Are You Ready to Switch to a Single Income?

4 min read
January 21, 2015

Editor's Note: Please welcome XYPN member Matt Becker to the blog today! Matt's sharing his advice for parents who want to switch to a single income. 

Want to get more money tips for new parents? Matt is the founder of Mom and Dad Money, a fee-only financial planning practice dedicated to helping new parents build happy families by making money simple. His free time is spent jumping on beds and building block towers with his two awesome boys.

Switch to Single Income

 

One of the big questions that almost all parents face is whether one of them should stay home with the kids.

There's a big lifestyle component to this question. Some people love their job and don't want to leave. Others love the idea of being with their kids full-time. And plenty of people fall somewhere in between.

But assuming that you're at least somewhat interested in the idea of being a stay-at-home-parent, there's a big financial question to answer: are you ready to switch to a single income?

It's a tough question with a lot to consider, and in this post we're going to give you some specific steps to help you answer it. We'll help you run the numbers AND get some real-world experience so that you can know what it's like BEFORE actually making the decision.

Let's get into it!

Step 1: Know Your Current Monthly Budget

Understanding where you are now is the first step towards understanding if you can get where you want to go. There are two main questions you need to answer here:

  1. How much money are you bringing in?
  2. How much money are you spending and saving?

If you already have a budget, you probably already know these answers. If not, you could start tracking your spending yourself or sign up for a free program like Mint.com that will automatically pull in all of your bank statements and help you categorize your expenses.

Step 2: Estimate Your Monthly Budget on a Single Income

Next you'll want to make your best guess at what your budget would look like once you switched to a single income.

On the income side of things, this is pretty simple. You can simply subtract out the income being earned by the parent who would stay home.

Estimating your new expenses can be a little trickier, and there are three big changes you'll want to consider:

  1. New expenses: If the switch to a single income would coincide with the addition of a baby, you'll have to consider the new expenses that baby will bring. Babycenter has some good calculators that can help you figure out how much this will actually be (here and here).
  2. Decreased expenses: Some expenses might decrease or even go away with a parent staying home. Gas is a good example of an expense that might decrease with the elimination of one commute. Childcare is an expense that might go away altogether.
  3. Taxes: With less income you'll likely owe less in taxes, which means the working parent will end up with more take-home pay. You can use a tool like this Paycheck Calculator or TurboTax's Taxcaster to estimate how your taxes might change.

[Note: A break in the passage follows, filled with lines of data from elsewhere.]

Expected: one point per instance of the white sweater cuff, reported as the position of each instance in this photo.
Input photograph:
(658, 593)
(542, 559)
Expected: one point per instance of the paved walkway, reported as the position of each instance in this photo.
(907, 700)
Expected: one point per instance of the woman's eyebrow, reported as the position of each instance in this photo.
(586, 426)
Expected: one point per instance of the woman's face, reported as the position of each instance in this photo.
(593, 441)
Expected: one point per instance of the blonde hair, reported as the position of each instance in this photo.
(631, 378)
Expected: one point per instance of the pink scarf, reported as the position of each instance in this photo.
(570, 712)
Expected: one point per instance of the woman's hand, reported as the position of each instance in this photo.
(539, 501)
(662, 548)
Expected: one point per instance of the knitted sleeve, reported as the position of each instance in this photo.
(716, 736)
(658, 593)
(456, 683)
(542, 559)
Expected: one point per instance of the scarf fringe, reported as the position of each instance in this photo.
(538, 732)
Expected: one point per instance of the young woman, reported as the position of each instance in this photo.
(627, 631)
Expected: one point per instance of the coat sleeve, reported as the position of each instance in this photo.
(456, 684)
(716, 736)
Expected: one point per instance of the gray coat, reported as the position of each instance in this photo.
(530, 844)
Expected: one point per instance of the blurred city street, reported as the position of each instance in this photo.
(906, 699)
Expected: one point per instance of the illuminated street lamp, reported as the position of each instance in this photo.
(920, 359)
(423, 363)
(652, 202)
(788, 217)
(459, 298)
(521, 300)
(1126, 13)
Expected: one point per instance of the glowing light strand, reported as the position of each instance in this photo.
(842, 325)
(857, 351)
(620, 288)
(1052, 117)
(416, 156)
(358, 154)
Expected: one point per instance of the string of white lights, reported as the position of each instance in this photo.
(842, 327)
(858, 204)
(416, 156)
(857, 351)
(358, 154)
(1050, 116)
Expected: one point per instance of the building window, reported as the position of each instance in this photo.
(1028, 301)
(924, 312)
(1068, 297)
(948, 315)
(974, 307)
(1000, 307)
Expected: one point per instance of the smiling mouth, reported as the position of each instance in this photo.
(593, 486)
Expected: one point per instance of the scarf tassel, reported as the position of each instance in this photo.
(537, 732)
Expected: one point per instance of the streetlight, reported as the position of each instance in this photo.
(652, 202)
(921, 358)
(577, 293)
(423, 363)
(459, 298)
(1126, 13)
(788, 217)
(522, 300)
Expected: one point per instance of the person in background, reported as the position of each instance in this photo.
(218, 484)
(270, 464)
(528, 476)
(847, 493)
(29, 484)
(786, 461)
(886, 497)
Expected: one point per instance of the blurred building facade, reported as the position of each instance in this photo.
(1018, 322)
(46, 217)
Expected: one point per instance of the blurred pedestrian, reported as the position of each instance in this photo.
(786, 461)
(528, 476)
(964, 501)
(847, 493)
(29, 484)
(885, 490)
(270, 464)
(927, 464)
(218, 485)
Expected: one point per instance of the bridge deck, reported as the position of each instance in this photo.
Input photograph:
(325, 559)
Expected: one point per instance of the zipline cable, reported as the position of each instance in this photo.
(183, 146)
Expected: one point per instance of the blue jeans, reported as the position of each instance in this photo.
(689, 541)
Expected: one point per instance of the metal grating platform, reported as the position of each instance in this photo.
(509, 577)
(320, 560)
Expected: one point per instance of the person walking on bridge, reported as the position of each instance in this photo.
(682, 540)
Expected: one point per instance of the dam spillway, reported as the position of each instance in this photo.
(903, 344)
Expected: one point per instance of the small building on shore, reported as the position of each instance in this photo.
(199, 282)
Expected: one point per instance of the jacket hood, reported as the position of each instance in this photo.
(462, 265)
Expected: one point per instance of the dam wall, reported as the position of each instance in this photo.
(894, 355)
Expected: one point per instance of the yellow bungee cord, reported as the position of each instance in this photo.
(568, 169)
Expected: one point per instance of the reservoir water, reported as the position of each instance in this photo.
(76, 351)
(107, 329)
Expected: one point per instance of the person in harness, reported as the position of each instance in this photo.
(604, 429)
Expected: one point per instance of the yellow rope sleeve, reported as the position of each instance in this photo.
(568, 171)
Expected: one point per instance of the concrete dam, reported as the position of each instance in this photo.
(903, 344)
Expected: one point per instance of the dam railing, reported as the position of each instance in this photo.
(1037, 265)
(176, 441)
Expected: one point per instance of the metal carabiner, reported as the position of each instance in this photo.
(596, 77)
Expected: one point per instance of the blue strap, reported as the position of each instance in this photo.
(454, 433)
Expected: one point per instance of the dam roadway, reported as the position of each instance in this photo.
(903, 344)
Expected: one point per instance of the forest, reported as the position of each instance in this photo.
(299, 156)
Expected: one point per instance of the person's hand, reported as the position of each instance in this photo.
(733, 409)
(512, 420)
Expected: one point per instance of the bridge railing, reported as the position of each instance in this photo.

Step 3: Calculate the Total Change

Start with the change in income. Add your new expenses to that, and then subtract out any decrease in expenses and decrease in taxes.

The result is the total change in your monthly budget. In other words, this is how much less money you would actually have on a monthly basis if you switched to a single income.

Step 4: Test Drive the Single Income

Okay, so now you've run the numbers. But can you actually handle the change? Here's how you can answer that question BEFORE you actually commit one way or the other.

Right now, while you still have both incomes, take that number from Step 3 and start putting it into a savings account each month. Automate that savings if you can.

This helps you in two big ways:

  1. It allows you to figure out whether you're able to handle this new budget before BEFORE actually making the decision. You can see how it feels, work out the kinks, and make a more informed decision.
  2. It builds up a savings cushion so that if you DO make the switch, you have some cash on hand to make the transition a little easier and less stressful.

Step 5: Consider the Long-Term

Those first four steps will help you figure out whether you can handle the immediate financial consequences of switching to a single income. But there are some longer-term variables that should factor into the decision as well.

Long-term career options - The truth is that being out of the workforce for an extended period of time can make it harder to get back in later on. If you're worried about this, some options to consider would be working part-time, starting your own side business, or keeping up with your training and staying in touch with contacts in your industry.

Long-term savings - How will the reduced income affect your ability to save for the things that matter most to you? Not just now, but years down the road (considering the long-term career implications above). You might need to delay some other goals, so make sure to consider the trade-off there.

What if you don't like it? - The idea of being home with the kids might be incredibly appealing now, but you may not love it as much once you're doing it. Consider what your options would be at that point. The more you can keep open, the better.

Step 6: Make an Informed Decision That Makes You Happy

Clearly, there are some important financial aspects to think through when it comes to switching to a single income.

But if staying home with the kids is something you really want, and if the financial side of things looks doable (even if it's tight), don't let fear hold you back. After all, personal finance is really about enabling the life you want, not accumulating as much money as fast as possible.

So take a good look at the financial side of things and make sure it's doable. Then, make whatever decision makes you most happy.